Preliminary checks of the calibration data from last Friday don't indicate any large changes in actuator gain, so the other possible culprit is optical gain.
Figure 1 shows the arm cavity gain of two weeks ago ~3.7e9 (W/m?)
Figure 2 shows the arm cavity gain of last weekend ~2.2e9 (W/m?)
A ratio of 1.7 in the optical gains
Figure 3: Even more directly we can look at the transfer function between B1p and B1 at the violin modes (which are loud enough to be visible in B1p DC).
For example B1_PD2/B1p_PD1 used to be 530 and is now 360, a ratio of 1.5. Which would point to a drop in optical gain in the path after the B1/B1p beam splitter, so either the OMCs or the B1 PDs.
Figure 4: Shows the sum and difference of the two B1 photodiodes, the difference looks like shot noise and is well below the sum. So one of the PDs dying or misbehaving cannot be the explanation for the loss in optical gain.
Assuming the actuator gains are as designed, to match the measured optical gain and power on the B1 photodiode, the losses on the detection bench need to be increased from 35% to 80% in the noise budget model. This make sense, as at a given power on the B1 photodiode, the optical gain is proportional to 1/sqrt(losses), so a factor 1.5 change in optical gain corresponds to 0.35*1.5^2 = 0.8 losses.
A possible explanation is that aligning OMC1 on the dark fringe beam was a very bad idea. As the dark fringe beam is dominated by higher order modes, this might have actually strongly misaligned the OMC. This could explain a ~30% throughput of the OMC and the extra loss. However, if the OMCs are very losses the same power on the B1 photodiodes should correspond to factor 1.5 larger dark fringe offset measured on B1p_56MHz_I.
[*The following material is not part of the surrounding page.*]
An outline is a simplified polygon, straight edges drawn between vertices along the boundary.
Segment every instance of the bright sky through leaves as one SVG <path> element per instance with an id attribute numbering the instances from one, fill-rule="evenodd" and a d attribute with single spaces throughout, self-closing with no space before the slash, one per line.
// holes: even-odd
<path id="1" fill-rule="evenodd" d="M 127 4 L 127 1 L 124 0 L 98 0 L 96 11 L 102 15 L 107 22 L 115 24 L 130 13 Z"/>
Figure 5 shows that the dark fringe offset measured on B1p_56MHz_I has instead *decreased* by a factor 2 from -0.03 to -0.015. So it is not clear if this is really the cause.
Assuming these additional losses are true. Figure 6 shows a noise budget just after the lock when the range is ~15Mpc. At high frequency it is dominated by B1 shot noise (figure 7), with some contribution of B4 (SSFS) shot noise and electronic noise. At mid frequencies MICH has a significant contribution (figure 8), especially due to the 1Hz comb added through the 56MHz LNFS. Below 50Hz the MICH projection drops but the comb in DARM keeps going up, it is likely that the MICH subtraction is not as good as 2 weeks ago just after the tuning, due to the change in 56MHz optical gain from the TCS. The mystery 1/f^3 noise is probably still present just below the 1Hz comb.